Los resultados revelaron un aumento preocupante en el número de muertes globales relacionadas con las bebidas azucaradas, que pasó de **27,286 en 1990** a **74,657 en 2021**. En particular, la mortalidad asociada a la diabetes ha mostrado un aumento constante con un crecimiento promedio anual de **0.85%**. Aunque la mortalidad por accidentes cerebrovasculares ha disminuido en términos globales, entre los jóvenes de **25 a 29 años**, esta cifra ha crecido significativamente, alcanzando un incremento medio del **1.192%**. De manera similar, se registró un aumento en las muertes por enfermedades coronarias en ese mismo grupo de edad, a pesar de la tendencia general de disminución (AAPC: **0.948%**).
Un aumento esperado del 400% en accidentes cerebrovasculares para 2051 entre jóvenes de 25 a 29 años
Las proyecciones para 2051 son desalentadoras, anticipando un **aumento dramático** de la mortalidad por bebidas azucaradas en esa franja etaria. Según el estudio, se prevé un **400%** de aumento en muertes por accidentes cerebrovasculares, un **72.73%** por diabetes, y un **61.79%** por enfermedades coronarias. Las poblaciones de países con **bajos y medianos ingresos** serán las más afectadas por esta tendencia, lo que subraya la brecha entre las** tendencias globales** y las vulnerabilidades específicas de ciertos grupos demográficos.
Los autores del estudio sugieren que es crucial implementar **políticas públicas** específicas dirigidas a los jóvenes. Esto incluiría la **imposición de impuestos** sobre bebidas azucaradas, regulaciones que controlen la publicidad y acceso, así como inversiones en programas de **prevención**. A pesar de las proyecciones alarmantes, es un llamado a la acción para crear un cambio positivo y necesario.

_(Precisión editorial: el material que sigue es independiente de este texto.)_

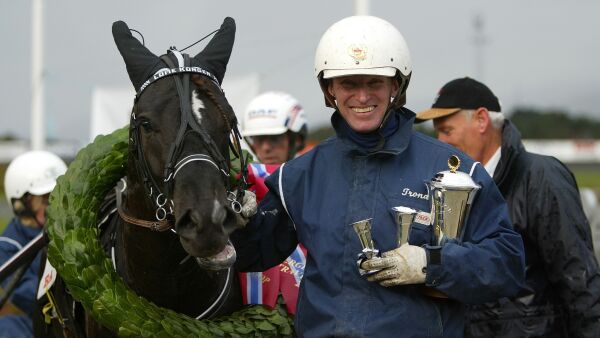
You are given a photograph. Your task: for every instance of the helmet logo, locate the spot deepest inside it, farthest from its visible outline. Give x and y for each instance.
(358, 52)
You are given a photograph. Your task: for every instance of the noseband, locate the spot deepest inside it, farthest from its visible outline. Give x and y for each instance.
(162, 200)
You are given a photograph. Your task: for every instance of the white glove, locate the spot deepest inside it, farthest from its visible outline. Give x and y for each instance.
(249, 204)
(403, 265)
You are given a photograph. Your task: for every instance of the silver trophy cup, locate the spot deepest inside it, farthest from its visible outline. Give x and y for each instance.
(404, 218)
(451, 194)
(363, 230)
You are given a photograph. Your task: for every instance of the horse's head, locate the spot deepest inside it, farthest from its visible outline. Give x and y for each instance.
(179, 142)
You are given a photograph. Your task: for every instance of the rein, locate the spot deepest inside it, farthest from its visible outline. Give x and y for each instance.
(164, 218)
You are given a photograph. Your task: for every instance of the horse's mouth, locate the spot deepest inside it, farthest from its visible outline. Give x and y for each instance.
(220, 261)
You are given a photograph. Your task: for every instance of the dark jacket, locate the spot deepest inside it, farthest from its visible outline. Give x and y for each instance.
(15, 237)
(314, 198)
(563, 280)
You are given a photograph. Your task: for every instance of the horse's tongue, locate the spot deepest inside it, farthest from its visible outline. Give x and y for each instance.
(222, 260)
(225, 254)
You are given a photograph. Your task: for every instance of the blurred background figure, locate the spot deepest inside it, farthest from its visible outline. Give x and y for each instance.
(274, 125)
(29, 179)
(562, 298)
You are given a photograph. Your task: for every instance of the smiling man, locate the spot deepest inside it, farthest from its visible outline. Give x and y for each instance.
(374, 165)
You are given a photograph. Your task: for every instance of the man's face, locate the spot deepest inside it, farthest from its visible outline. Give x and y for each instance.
(271, 149)
(363, 99)
(37, 204)
(460, 130)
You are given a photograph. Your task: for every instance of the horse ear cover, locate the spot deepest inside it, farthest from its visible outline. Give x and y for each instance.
(141, 63)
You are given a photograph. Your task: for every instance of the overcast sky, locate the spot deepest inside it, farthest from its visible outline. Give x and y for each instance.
(536, 53)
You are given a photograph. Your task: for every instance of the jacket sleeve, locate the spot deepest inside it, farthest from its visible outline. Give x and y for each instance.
(268, 239)
(562, 232)
(489, 262)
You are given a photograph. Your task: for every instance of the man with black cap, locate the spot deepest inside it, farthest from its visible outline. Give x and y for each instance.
(562, 298)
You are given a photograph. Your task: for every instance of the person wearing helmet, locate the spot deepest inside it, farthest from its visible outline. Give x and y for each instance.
(375, 164)
(274, 125)
(28, 181)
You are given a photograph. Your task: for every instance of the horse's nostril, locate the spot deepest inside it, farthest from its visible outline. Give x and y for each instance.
(219, 213)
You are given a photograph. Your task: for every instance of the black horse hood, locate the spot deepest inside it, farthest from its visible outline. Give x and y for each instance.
(142, 64)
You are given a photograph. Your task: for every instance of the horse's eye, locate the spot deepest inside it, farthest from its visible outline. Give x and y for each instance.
(146, 125)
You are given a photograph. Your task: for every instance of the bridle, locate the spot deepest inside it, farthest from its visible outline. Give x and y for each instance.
(162, 200)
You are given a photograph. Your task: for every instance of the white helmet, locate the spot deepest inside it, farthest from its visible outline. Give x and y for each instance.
(33, 172)
(363, 45)
(274, 113)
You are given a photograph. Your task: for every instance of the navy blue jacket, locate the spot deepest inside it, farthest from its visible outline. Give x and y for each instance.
(14, 237)
(338, 183)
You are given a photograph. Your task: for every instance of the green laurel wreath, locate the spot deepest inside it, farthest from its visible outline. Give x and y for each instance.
(75, 252)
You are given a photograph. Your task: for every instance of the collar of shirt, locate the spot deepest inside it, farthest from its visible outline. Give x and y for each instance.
(491, 165)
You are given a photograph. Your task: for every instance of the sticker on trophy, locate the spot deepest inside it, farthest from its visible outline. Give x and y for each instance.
(423, 217)
(47, 280)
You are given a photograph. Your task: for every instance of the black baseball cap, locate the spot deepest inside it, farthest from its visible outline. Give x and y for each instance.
(463, 93)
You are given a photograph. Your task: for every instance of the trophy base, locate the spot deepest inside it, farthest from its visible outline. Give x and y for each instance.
(431, 292)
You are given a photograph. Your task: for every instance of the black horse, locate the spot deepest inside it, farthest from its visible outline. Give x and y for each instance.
(168, 222)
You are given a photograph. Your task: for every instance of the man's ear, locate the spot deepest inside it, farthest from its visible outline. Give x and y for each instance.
(330, 89)
(482, 117)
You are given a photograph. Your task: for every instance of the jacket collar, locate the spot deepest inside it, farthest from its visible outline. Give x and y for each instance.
(394, 144)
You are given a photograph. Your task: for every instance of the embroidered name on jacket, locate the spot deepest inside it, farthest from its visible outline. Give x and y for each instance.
(414, 194)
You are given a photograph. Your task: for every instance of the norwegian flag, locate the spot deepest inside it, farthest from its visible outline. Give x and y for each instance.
(264, 287)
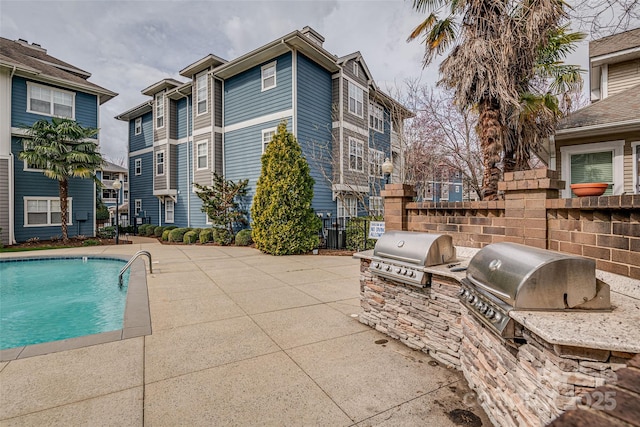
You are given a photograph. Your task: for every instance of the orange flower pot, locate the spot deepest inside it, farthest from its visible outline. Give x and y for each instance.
(589, 189)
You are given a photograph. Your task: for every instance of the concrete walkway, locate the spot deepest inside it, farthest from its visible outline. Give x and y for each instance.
(239, 338)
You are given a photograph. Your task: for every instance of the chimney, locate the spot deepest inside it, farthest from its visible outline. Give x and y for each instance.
(313, 35)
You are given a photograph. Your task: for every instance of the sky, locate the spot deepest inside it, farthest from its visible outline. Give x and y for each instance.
(129, 45)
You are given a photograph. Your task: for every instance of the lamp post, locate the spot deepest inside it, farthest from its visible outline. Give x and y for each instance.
(116, 186)
(387, 170)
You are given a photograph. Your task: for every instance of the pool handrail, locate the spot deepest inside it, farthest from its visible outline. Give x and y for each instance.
(133, 258)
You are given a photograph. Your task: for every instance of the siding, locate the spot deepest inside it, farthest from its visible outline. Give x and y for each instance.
(623, 76)
(314, 128)
(86, 106)
(141, 187)
(4, 201)
(145, 139)
(244, 100)
(35, 184)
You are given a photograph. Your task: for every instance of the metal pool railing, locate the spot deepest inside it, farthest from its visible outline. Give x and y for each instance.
(133, 258)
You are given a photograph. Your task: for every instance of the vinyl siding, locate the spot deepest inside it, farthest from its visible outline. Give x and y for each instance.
(145, 139)
(141, 187)
(4, 201)
(623, 76)
(244, 98)
(86, 112)
(314, 128)
(35, 184)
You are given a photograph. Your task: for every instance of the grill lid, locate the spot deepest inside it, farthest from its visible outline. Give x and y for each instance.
(419, 249)
(530, 278)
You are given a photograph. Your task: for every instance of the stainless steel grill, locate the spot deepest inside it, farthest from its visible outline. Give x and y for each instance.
(403, 255)
(505, 276)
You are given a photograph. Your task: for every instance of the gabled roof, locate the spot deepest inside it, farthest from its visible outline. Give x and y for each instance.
(620, 111)
(160, 86)
(202, 64)
(32, 61)
(615, 43)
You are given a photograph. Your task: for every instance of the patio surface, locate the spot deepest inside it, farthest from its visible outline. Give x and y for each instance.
(239, 338)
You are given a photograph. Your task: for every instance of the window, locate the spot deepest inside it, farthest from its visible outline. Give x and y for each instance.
(50, 101)
(169, 207)
(267, 136)
(376, 117)
(376, 159)
(159, 110)
(44, 211)
(598, 162)
(376, 206)
(356, 95)
(269, 76)
(160, 163)
(202, 83)
(347, 207)
(356, 149)
(203, 151)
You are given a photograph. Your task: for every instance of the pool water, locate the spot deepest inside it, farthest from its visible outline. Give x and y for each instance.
(52, 299)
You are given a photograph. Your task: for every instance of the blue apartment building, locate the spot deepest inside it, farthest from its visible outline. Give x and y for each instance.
(33, 86)
(221, 118)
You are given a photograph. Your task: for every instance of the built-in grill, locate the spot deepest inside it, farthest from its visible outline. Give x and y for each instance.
(403, 255)
(507, 276)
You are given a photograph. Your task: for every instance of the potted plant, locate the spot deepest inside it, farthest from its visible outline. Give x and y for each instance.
(592, 185)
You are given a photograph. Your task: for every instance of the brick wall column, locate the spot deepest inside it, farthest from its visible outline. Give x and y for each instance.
(396, 197)
(525, 195)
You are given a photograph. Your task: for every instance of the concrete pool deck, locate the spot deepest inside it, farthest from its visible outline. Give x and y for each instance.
(238, 338)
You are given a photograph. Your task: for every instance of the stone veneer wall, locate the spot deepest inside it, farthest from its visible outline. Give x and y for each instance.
(527, 382)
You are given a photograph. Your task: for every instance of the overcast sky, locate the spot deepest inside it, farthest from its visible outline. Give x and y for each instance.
(128, 45)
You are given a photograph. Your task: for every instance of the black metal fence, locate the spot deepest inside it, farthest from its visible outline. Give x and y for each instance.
(346, 234)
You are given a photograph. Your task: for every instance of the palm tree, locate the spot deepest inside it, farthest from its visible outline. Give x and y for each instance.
(62, 149)
(495, 49)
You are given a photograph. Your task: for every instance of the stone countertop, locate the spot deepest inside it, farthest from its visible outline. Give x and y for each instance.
(616, 330)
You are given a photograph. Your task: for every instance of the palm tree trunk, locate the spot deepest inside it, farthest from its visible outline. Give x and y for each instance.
(63, 185)
(491, 133)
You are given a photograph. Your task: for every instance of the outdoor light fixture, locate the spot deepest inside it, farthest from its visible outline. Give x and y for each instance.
(387, 170)
(116, 186)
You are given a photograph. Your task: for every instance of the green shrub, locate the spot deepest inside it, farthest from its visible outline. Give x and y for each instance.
(222, 236)
(206, 235)
(357, 232)
(243, 238)
(106, 232)
(177, 234)
(190, 237)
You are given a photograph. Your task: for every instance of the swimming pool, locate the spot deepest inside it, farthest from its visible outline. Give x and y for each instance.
(56, 303)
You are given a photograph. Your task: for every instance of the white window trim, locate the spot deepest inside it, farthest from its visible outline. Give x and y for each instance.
(635, 158)
(137, 164)
(264, 132)
(136, 211)
(617, 147)
(164, 162)
(198, 144)
(275, 73)
(357, 86)
(358, 142)
(168, 202)
(155, 107)
(49, 199)
(206, 94)
(30, 85)
(137, 126)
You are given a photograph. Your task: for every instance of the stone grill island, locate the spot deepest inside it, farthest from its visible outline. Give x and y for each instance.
(555, 358)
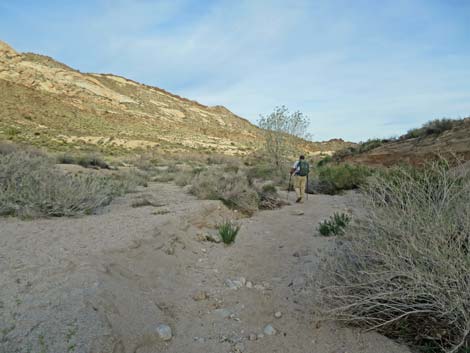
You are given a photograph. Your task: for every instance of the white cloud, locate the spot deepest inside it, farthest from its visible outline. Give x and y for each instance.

¿Llegó la hora del cambio?
Un contexto relevante es la reciente iniciativa en **Inglaterra** para prohibir los **sodas energéticos** a menores de 16 años. Este movimiento busca mejorar la salud física y mental de los jóvenes y combatir la **obesidad**. Desde principios de septiembre, el gobierno británico ha propuesto restringir la venta de bebidas que contengan más de **150 mg de cafeína** por litro, entre las que se encuentran marcas populares como Red Bull y Monster. Wes Streeting, secretario de Salud, ha expresado su preocupación por los efectos de estas bebidas que perjudican el sueño, aumentan la ansiedad y contribuyen a la aparición de caries dentales, y enfatiza que una prohibición podría prevenir la obesidad en aproximadamente **40,000 niños**. Este enfoque integral podría generar beneficios de salud pública significativos, calculados en decenas de millones de **libras esterlinas**.
En resumen, el consumo de bebidas azucaradas representa un riesgo alarmante para la salud pública, especialmente entre los jóvenes. La tendencia creciente en la mortalidad relacionada con estas bebidas exige respuestas contundentes en términos de regulación y promoción de hábitos saludables. La implementación de políticas que limiten su acceso y fomenten la educación sobre salud pueden ser pasos decisivos para revertir esta preocupante situación y mejorar la salud futura de las generaciones venideras.